Efficacy exposure-response relationships of the CCR5 antagonist maraviroc were evaluated across two phase III clinical trials. This post-hoc analysis used 48-week efficacy data from 841 treatment-experienced patients infected with CCR5-tropic human immunodeficiency virus type 1 (HIV-1), identified by the enhanced sensitivity Trofile assay. Probability of treatment success (viral RNA <50 copies/ml) was modeled using generalized additive logistic regression, testing exposure, clinical, and virologic variables. Prognostic factors for treatment success (in decreasing order of Akaike information criterion (AIC) change) were: maraviroc treatment, high-weighted overall susceptibility to background treatment, absence of an undetectable maraviroc concentration, high baseline CD4 count (BCD4), low viral load (VL), race (other than black), absence of non-R5 baseline tropism (BTRP), and absence of fosamprenavir (FPV). No concentration-response relationship was found with treatment (maraviroc vs. placebo) and presence/absence of undetectable maraviroc concentration (adherence marker) in the model. The maraviroc doses studied (300 or 150 mg with potent CYP3A4 inhibitors once (q.d.)/twice daily (b.i.d.)) deliver concentrations near the top of the concentration-response curve.CPT: Pharmacometrics & Systems Pharmacology (2013) 2, e64; doi:10.1038/psp.2013.42; published online 14 August 2013.

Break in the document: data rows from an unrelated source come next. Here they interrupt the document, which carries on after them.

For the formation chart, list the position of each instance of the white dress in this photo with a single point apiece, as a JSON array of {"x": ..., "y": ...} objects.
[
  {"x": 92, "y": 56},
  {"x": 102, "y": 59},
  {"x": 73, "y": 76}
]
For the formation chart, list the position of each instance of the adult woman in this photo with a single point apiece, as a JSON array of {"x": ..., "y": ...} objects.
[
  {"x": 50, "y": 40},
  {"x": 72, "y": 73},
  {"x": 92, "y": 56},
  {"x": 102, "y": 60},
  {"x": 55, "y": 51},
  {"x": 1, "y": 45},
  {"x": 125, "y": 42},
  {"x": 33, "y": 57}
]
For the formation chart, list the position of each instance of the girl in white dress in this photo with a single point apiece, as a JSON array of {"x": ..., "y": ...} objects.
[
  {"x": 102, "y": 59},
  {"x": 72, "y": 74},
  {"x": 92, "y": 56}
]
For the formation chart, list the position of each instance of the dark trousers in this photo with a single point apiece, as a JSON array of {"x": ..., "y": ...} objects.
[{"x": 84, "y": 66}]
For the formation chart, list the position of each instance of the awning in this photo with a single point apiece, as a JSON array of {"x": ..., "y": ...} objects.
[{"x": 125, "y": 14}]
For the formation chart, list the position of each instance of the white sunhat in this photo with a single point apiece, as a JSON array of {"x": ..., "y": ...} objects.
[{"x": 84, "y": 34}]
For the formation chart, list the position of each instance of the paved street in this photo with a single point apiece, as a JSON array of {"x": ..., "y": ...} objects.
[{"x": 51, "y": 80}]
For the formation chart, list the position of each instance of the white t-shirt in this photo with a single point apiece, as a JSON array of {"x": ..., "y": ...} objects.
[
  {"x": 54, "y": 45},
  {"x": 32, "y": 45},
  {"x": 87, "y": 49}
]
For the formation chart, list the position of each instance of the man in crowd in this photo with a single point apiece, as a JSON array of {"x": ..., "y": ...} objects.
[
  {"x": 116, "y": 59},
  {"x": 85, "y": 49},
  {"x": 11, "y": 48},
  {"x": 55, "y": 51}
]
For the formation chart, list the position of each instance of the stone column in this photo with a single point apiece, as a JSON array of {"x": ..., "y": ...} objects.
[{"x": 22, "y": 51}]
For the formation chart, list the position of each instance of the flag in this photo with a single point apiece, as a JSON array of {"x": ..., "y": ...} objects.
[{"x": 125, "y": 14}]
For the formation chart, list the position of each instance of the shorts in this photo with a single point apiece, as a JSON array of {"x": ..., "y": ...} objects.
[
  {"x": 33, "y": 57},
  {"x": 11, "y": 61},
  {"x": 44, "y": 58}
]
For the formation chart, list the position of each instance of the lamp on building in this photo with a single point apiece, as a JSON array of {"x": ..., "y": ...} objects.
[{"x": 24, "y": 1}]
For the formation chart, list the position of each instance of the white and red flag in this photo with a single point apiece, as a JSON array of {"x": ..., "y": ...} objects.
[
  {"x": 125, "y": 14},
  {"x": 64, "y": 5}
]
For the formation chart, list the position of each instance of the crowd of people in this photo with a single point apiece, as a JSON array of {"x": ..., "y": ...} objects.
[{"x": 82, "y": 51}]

CCR5 拮抗剂马拉维若的疗效与暴露量的关系,在两项 III 期临床试验中得到了评估。这一事后分析使用了 841 例经治的 CCR5 嗜性人类免疫缺陷病毒 1(HIV-1)感染患者的 48 周疗效数据,这些患者是通过增强敏感性 Trofile 检测法确定的。使用广义加性逻辑回归模型对治疗成功的概率(病毒 RNA <50 拷贝/ml)进行建模,以检验暴露、临床和病毒学变量。治疗成功的预后因素(按 Akaike 信息准则(AIC)变化降序排列)为:马拉维若治疗、对背景治疗的高加权总体敏感性、不存在不可检测的马拉维若浓度、高基线 CD4 计数(BCD4)、低病毒载量(VL)、种族(非黑人)、不存在非 R5 基线嗜性(BTRP)、以及不存在福沙那韦(FPV)。模型中未发现治疗(马拉维若与安慰剂)与是否存在不可检测的马拉维若浓度(依从性标志物)之间存在浓度-反应关系。研究中的马拉维若剂量(与强效 CYP3A4 抑制剂合用 300 或 150mg,qd/ bid)可使浓度接近浓度-反应曲线的顶端。CPT:药物代谢动力学和系统药理学(2013)2,e64;doi:10.1038/psp.2013.42;在线发表于 2013 年 8 月 14 日。